Schools have been struggling to find the best answer to this question themselves. Many offer English-as-a-second-language (ESL) programs, in which students are immersed in English, but are given help as needed in their native languages. Another approach is transitional bilingual education: ELL students are taught some subjects in their native languages while learning English. However, that approach has fallen out of favor in several states where voters opted to replace it with English-immersion programs, in which students are taught entirely in English. Yet another method, two-way bilingual education or two-way immersion, is gaining popularity in U.S. public schools. In these classes, ELL and native English-speaking students are team-taught in both languages.

Johnson says the ELL students at her school are taught in English. One of the biggest challenges, Johnson says, is to make sure her students understand what she's saying as she's teaching. She uses body language and picture graphs, and is very dramatic, deliberate, and repetitive when teaching. Sometimes, she says, getting the point across clearly means going over to students, holding their hands, and doing.

No Child Left Behind doesn't dictate a specific method for teaching ELLs, but Education Secretary Margaret Spellings acknowledged in early December that the way the concepts are taught "can make or break a child's future"; instruction is one of the most important variables. The "elephant in the dining room," Spellings said, was that the right approach for English-language learners hasn't been found yet, but she stressed that it needs to be found soon.
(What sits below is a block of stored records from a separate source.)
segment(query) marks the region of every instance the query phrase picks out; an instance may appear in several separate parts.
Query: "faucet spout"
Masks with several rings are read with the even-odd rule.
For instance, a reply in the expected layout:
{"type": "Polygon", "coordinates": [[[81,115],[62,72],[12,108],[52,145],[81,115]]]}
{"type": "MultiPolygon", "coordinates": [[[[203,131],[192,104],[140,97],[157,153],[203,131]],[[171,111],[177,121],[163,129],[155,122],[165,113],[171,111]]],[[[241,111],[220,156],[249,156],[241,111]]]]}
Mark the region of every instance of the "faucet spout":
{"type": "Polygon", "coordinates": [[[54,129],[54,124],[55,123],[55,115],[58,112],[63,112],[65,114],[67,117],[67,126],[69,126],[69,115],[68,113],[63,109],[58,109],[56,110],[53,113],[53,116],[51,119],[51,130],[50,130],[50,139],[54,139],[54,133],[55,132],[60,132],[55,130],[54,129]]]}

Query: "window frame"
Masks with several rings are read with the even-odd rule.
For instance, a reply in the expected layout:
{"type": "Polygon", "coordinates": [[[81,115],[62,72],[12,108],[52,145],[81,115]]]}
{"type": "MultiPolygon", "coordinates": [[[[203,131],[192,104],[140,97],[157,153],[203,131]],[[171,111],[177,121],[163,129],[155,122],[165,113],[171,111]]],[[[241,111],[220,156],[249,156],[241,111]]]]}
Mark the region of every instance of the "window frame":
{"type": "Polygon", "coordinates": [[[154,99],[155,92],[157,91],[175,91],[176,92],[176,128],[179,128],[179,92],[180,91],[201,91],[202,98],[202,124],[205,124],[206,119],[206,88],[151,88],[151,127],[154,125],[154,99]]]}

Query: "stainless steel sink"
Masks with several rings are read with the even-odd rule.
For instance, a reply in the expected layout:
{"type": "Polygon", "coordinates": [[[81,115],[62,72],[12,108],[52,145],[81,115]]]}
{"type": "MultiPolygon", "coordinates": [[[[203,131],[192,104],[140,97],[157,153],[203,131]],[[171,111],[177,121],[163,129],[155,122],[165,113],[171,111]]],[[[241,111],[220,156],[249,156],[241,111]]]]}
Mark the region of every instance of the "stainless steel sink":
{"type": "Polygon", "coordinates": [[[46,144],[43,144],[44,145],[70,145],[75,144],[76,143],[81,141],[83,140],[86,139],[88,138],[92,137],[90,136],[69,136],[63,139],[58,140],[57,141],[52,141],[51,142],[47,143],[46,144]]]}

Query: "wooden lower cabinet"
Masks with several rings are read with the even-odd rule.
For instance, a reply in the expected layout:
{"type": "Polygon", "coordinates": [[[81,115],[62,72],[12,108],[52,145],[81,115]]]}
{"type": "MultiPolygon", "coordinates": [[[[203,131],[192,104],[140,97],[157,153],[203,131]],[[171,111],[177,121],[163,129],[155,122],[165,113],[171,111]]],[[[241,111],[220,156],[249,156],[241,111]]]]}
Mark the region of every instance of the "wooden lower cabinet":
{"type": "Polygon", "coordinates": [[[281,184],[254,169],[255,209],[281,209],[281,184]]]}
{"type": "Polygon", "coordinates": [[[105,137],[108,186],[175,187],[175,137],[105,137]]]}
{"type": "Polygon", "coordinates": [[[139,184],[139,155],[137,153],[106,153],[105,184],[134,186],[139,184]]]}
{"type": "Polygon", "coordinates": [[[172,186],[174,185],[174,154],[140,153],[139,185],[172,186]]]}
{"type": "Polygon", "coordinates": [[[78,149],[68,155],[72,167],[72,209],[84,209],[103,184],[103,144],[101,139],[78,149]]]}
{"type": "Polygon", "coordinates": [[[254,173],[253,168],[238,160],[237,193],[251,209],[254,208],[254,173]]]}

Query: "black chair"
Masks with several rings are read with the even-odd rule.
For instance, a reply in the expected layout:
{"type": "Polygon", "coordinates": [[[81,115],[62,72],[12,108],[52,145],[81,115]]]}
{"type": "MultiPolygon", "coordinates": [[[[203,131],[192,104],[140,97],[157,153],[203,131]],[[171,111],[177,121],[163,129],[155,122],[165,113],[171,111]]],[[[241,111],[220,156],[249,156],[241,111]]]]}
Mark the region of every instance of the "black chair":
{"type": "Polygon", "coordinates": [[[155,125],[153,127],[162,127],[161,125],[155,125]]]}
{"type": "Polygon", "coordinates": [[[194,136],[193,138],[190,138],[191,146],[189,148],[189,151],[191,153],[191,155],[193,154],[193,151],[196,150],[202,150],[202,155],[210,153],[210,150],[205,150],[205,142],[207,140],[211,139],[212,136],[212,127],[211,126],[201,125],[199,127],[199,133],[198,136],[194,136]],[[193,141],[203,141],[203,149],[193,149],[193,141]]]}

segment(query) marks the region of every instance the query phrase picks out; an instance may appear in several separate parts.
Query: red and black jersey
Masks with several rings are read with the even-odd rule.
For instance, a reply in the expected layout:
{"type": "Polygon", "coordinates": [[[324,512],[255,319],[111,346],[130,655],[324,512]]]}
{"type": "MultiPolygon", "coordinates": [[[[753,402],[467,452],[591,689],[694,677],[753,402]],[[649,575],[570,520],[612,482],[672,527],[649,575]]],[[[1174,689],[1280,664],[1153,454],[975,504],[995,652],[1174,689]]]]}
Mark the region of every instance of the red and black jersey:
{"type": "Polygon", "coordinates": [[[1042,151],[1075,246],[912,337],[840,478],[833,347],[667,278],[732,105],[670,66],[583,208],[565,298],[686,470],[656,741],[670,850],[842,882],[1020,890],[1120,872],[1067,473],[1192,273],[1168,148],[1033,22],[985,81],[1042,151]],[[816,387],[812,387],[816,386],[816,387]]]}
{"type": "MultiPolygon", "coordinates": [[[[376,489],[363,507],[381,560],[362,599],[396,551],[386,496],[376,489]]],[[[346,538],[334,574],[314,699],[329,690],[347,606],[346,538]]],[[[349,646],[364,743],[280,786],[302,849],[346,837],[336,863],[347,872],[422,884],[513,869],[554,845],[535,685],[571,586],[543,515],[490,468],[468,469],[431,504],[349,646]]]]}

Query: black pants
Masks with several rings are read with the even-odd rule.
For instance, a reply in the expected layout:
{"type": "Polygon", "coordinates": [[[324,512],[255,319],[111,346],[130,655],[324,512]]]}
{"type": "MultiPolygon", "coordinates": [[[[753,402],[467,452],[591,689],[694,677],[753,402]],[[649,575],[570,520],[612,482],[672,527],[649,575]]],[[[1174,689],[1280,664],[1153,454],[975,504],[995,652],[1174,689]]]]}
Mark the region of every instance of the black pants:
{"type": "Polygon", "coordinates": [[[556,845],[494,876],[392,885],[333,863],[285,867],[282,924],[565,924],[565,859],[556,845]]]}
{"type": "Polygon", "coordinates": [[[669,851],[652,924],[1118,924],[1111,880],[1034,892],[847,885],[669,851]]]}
Before the elephant gets any bigger.

*This article contains findings from the 37th Annual Phi Delta Kappa/Gallup Poll of the Public's Attitudes Toward the Public Schools, released on Aug. 23 in Washington, D.C.

The findings of the survey are based on telephone interviews with a random sample of 1,000 U.S. adults, aged 18 and older, conducted from June 9-26, 2005. For results based on this sample, one can say with 95% confidence that the maximum error attributable to sampling and other random effects ±3 percentage points.